Smirnov, according to an ICM profile, "gave elegant proofs of two long-standing, fundamental conjectures in statistical physics"—one relating to percolation and one relating to the so-called the Ising model of statistical mechanics, which has applications to magnetism—"finding surprising symmetries in mathematical models of physical phenomena."

Châu, who will assume a faculty appointment at the University of Chicago in September, was lauded for his proof of a proposition known as the Fundamental Lemma. "It is deep, pure mathematics and has relevance to the world, including high-energy physics, computer science and cryptography," Peter Constantin, chair of the University of Chicago math department, said in a prepared statement.

Lindenstrauss, not to be outdone in impenetrable accomplishments, won for his "results on measure rigidity in ergodic theory, and their applications to number theory." Ergodic theory, according to Lindenstrauss's profile, involves the behavior of dynamical systems.

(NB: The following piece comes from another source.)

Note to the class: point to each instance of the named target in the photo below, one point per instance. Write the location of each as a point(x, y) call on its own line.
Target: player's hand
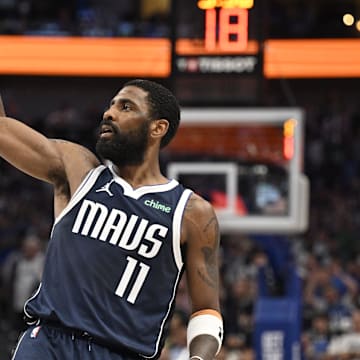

The last batch of Fields Medals, in 2006, drew a great deal of attention when one of the recipients, Russian mathematician Grigory Perelman, refused to accept his prize. He has since refused a $1-million Clay Mathematics Institute prize for his work resolving the long-standing Poincaré Conjecture.

"It was completely irrelevant for me," Perelman told The New Yorker in 2006 of his Fields Medal. "Everybody understood that if the proof is correct then no other recognition is needed."